I think if beavers were intelligent and capable enough to have other ways of surviving, and could talk to each other about it, I think it would be pretty reasonable for them to discuss possible ways to reduce and/or isolate their impact on the environment.
In my ponderings on this, I tend to think of a "post-human state." If the influence of homo sapiens on a place or ecosystem were to decrease dramatically, and insofar as any place or ecosystem would tend toward anything resembling equilibrium rather than constant/continued change, most of them will probably stabilize around a discernibly post-human state, rather than the pre-human one that prevailed throughout most of our history until the industrial era. It's just the lowest-energy and most likely outcome. So like, all the kudzu, rats and other wacky species we've introduced here and there, would have a go. Though they might not all make it. Pretty much impossible to predict, because it's a chaotic system, but also because the effects of the heat we've introduced have only started to play out.
I was actually wondering recently if there has ever been a huge spike in, say, a new species of algae or something, that caused a large change in the atmosphere. I know that what we're doing as a species isn't "natural", and we know better and could avoid it if we really wanted to, but it still had me thinking about what kinds of things the planet has gone through before that would have been alarming at the time if someone had been around to monitor it.
The Azolla Event (https://en.wikipedia.org/wiki/Azolla_event) was a cyclical bloom of duckweed-like ferns in the Arctic Ocean about 49 million years ago which drew down atmospheric CO2 by an order of magnitude, from 3500 ppm (responsible for the warm, verdant climate you think about when you imagine the Mesozoic era) to 650 ppm (responsible for the cold, cyclical glaciations you think about when you imagine the modern world), and in which vicinity it has remained ever since.
Species are created on geologic timescales. Human activity is, in comparison, instantaneously destroying biological diversity. Evolution simply doesn't have enough time to adapt species to the sort of exponential changes we're seeing in their environments.

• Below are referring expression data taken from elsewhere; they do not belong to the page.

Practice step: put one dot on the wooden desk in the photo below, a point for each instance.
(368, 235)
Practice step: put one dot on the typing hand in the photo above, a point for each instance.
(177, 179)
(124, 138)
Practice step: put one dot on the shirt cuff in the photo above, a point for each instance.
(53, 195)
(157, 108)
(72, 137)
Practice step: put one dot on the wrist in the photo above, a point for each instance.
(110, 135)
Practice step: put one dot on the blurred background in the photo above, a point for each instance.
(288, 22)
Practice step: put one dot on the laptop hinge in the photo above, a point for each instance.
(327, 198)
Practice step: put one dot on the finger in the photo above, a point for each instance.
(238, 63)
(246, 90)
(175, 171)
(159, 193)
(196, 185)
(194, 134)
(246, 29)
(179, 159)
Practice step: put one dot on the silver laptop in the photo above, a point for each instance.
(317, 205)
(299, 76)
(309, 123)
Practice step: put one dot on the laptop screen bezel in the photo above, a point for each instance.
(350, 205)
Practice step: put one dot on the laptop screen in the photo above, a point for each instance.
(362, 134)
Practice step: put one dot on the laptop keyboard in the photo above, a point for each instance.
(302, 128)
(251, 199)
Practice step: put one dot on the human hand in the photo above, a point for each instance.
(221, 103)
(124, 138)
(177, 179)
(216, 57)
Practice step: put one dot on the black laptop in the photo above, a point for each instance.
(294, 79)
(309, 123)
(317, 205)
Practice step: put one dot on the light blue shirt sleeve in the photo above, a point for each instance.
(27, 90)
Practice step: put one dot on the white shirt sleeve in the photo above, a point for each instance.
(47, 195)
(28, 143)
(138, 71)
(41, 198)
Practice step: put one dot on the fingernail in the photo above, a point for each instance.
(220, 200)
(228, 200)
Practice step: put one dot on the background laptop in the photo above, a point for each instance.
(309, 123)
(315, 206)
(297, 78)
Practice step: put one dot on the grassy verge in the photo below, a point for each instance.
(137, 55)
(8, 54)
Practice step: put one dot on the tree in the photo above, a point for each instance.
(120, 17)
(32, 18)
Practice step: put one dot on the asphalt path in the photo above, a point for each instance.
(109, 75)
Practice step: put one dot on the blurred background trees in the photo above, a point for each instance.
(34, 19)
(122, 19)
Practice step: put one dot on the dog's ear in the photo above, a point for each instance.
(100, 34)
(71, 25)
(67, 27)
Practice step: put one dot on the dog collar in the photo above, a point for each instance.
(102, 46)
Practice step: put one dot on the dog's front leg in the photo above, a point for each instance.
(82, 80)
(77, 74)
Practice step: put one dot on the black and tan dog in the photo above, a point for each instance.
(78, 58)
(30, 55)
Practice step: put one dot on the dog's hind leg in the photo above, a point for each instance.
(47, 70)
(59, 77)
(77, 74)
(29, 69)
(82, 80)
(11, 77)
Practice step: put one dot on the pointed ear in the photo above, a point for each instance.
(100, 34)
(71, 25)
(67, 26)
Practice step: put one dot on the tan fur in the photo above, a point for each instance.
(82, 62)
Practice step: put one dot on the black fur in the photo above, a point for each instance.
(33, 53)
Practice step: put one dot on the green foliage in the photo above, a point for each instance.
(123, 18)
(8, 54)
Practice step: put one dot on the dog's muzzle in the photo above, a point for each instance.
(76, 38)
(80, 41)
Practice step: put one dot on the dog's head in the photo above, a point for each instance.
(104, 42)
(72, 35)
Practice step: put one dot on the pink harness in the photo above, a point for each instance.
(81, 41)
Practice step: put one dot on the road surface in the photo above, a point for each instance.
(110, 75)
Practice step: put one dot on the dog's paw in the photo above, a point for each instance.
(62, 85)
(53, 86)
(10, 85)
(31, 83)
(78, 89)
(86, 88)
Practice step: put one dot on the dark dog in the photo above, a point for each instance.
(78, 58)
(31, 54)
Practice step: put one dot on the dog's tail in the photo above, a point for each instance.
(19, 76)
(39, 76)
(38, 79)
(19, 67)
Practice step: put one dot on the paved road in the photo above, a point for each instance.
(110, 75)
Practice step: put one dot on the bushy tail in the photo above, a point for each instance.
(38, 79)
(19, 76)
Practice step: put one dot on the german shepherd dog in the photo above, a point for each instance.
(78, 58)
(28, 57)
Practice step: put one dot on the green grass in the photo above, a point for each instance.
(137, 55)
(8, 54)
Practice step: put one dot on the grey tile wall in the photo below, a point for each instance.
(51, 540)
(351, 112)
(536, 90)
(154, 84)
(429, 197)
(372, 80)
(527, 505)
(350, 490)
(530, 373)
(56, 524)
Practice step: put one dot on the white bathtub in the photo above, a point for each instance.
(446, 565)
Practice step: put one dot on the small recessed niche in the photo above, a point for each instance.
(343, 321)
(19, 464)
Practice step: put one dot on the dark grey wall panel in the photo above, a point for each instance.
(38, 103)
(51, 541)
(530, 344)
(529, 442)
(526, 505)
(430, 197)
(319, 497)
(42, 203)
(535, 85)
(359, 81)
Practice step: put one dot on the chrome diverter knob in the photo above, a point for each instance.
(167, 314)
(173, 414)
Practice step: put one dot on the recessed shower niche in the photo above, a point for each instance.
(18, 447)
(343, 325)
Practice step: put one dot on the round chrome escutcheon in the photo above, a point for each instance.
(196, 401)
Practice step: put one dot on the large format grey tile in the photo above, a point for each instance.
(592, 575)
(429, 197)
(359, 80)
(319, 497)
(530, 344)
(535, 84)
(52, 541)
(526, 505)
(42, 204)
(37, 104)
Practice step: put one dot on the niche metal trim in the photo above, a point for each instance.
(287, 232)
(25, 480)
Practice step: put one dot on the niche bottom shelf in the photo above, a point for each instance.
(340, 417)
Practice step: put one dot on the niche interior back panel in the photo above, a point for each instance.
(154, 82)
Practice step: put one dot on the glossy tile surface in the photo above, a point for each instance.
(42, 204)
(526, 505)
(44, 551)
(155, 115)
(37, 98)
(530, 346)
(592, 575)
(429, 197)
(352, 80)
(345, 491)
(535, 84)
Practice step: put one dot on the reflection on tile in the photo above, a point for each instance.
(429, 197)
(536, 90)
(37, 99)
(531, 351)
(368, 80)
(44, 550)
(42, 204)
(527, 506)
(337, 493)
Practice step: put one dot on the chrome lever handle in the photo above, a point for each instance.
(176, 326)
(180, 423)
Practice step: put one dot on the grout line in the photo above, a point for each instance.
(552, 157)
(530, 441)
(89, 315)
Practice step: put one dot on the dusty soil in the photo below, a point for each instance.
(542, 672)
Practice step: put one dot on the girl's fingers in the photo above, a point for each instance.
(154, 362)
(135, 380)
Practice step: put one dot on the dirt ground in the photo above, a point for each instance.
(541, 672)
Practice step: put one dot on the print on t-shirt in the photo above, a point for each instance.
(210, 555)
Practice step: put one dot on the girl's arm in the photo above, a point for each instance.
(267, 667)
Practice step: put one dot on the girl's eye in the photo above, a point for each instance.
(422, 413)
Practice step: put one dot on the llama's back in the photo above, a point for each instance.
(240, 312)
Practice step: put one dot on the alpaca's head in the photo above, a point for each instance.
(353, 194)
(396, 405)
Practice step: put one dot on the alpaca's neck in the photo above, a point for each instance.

Evolution is like gravity. It doesn’t have to adapt to anything on any timescale that is important to our anthropological ideas of “change” or “environment”.
There may not be an ideal state, but maybe parent is talking about reverting the damage we are producing.
> Without us, the planet would just go on changing
That's true, but at the same time it is not a valid excuse to keep making damage. Someone could argue that killing you today is OK since you'll eventually die.
> Saving the environment is simply saving ourselves. Nothing more, nothing less.
You can also word it as 'destroying the environment is killing ourselves', that is more or less the same we hear every day.
"Ideal state" is inserted by your own bias. There are plenty of changes made by humans to the planetary system and some of them will be undone once humans are not around to maintain those changes.
It's not so much that I completely agree with your sentiment, than that I think this is an incredible way to phrase the issue. Likely more effective, and I think I'll try switching to it.
That makes it sound like there's some kind of natural 'ideal state' for the planet to recover to. Without us, the planet would just go on changing, without anything to judge the current environment at any point as good or bad to any particular standard.
Saving the environment is simply saving ourselves. Nothing more, nothing less.